Serum resistance has also been attributed to another group of invasive nontypeable Haemophilus strains. The Brazilian purpuric fever (BPF) strains were shown to be more serum resistant than non-BPF clone strains of Haemophilus aegyptius (23). That study also concluded that the classical arm of the complement cascade was responsible for initiation of the bactericidal mechanism, but the authors did not present data to explain the difference between their isolates. They also showed that C3 from mouse serum bound both isolates, but they did not mention a difference in the level of binding or if it occurred in a kinetic fashion that could explain a difference in serum resistance as we have done. In fact, the BPF strains may share a common mechanism of serum resistance with strain R2866; however, a controlled experiment comparing both strains in identical assays should be done. A shared mechanism would imply an interesting relationship between these ecologically isolated species.

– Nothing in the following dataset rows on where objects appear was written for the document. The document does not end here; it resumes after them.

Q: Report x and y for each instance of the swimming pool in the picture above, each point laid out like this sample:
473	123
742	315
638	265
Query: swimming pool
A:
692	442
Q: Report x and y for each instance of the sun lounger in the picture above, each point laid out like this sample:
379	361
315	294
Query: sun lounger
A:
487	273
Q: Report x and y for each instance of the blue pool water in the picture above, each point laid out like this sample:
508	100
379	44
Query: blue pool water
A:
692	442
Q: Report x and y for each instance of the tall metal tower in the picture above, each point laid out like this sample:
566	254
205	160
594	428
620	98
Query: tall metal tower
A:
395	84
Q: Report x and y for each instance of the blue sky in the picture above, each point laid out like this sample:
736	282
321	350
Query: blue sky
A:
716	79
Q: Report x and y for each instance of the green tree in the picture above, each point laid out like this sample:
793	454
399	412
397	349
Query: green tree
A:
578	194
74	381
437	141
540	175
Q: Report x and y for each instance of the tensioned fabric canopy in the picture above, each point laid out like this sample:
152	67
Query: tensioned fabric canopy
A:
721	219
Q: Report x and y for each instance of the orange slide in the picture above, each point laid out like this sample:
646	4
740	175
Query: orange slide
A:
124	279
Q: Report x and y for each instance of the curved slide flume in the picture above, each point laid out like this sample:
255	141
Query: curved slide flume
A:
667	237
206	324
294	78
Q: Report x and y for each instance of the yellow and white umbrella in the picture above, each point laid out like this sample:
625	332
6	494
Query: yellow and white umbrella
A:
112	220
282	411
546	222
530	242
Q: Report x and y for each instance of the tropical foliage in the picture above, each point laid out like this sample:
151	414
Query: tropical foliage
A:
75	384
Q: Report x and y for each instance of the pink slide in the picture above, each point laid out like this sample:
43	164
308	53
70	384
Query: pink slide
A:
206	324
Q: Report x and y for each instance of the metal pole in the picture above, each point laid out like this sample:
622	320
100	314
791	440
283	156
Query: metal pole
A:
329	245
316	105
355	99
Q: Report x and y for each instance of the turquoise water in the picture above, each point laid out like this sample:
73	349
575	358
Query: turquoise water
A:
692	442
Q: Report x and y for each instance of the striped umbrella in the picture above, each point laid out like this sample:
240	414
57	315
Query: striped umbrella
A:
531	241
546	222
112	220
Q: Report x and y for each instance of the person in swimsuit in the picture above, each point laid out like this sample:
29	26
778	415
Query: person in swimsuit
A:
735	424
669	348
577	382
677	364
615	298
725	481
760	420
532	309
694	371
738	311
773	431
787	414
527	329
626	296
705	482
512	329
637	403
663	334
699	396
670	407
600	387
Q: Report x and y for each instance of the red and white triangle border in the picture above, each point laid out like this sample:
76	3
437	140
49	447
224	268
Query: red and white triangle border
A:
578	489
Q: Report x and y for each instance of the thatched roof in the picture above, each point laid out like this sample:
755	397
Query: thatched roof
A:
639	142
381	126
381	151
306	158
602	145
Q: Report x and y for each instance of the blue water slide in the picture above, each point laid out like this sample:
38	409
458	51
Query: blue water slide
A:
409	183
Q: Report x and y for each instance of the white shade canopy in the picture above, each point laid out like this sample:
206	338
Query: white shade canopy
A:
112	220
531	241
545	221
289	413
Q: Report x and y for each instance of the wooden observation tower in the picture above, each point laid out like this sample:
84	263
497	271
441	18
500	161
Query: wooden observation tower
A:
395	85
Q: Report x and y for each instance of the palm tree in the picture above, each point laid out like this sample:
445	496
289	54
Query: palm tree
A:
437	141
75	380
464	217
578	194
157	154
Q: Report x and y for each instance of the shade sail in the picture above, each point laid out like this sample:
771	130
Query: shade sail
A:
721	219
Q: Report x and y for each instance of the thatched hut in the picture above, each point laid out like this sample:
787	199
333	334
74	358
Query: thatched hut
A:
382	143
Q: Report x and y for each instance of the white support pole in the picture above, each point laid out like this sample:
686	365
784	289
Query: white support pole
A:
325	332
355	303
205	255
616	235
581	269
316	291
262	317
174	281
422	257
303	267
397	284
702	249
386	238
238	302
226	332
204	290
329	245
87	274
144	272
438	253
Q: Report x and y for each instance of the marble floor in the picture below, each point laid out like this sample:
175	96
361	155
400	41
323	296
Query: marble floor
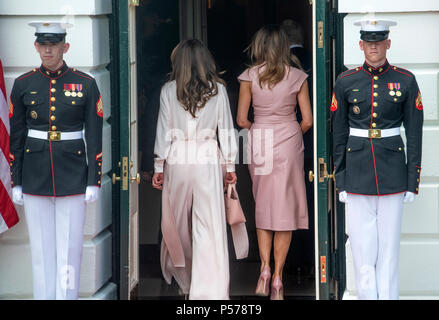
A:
298	281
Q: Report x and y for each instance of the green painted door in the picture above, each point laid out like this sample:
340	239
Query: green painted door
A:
330	231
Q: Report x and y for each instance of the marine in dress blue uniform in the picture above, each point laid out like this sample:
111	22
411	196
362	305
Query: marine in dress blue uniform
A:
56	160
374	170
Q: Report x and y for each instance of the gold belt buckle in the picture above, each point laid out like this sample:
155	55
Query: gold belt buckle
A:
54	135
374	133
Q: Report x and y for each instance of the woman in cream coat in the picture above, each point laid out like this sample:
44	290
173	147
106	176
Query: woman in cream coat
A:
189	170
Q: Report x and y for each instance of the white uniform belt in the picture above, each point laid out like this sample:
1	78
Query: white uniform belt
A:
374	133
54	135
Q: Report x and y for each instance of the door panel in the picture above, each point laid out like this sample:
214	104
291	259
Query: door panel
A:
133	259
330	233
125	177
322	153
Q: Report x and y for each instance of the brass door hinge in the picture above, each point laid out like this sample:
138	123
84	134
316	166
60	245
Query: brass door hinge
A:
124	177
323	172
320	34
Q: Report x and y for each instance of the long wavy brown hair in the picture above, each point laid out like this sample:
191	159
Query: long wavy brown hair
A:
194	70
270	49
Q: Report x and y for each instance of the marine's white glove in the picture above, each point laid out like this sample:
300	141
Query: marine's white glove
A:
17	195
343	197
409	196
91	194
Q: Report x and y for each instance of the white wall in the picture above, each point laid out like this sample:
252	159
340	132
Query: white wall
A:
89	52
415	46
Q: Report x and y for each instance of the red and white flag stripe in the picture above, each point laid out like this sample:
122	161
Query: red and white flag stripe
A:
8	214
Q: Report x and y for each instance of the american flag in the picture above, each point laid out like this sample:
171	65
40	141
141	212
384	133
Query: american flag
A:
8	214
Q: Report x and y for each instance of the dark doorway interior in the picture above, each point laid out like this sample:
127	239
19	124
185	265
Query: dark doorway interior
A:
230	26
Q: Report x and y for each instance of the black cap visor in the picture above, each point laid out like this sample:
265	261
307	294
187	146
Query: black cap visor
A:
374	36
50	37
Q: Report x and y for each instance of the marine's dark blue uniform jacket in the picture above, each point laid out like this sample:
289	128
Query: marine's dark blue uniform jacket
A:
377	98
64	100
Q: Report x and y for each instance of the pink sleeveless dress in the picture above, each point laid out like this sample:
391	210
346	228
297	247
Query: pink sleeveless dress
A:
275	153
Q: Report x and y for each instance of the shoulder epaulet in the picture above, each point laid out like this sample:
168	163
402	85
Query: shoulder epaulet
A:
27	74
403	71
349	72
81	74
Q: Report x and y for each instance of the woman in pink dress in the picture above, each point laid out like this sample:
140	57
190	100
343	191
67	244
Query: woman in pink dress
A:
275	148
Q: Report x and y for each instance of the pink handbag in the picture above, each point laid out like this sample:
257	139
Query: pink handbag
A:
236	220
234	211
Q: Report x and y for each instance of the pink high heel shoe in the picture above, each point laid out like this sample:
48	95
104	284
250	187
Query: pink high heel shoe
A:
277	289
263	286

We suspect that the eventual death of strain R2866 is initiated by cross-reactive antibodies; thus, the resistance mechanism is likely to be an active process leading to inhibition of immunglobulin binding or complement initiation. Indeed, prolonged exposure to this organism will result in high-titer bactericidal antibodies, as is the case with the authors of this paper. It is likely that our overabundance of strain-specific IgG overcomes the mechanism used to thwart the process in normal adult human sera. However, the corollary lay in children with little exposure to diverse populations of nontypeable Haemophilus. H. influenzae with this unique virulence trait may pose a larger threat to Hib-immunized children in the same fashion that type b strains did for so many years. R2866 was isolated from the blood of an immunocompetent, anatomically intact child immunized with the polyribosylribitol phosphate conjugate vaccine, which cannot offer protection from invasive NTHI. The ability of this nontypeable strain to devise an alternate strategy to become invasive is significant, and further work to define genetic elements responsible for this serum resistance is under way in our lab.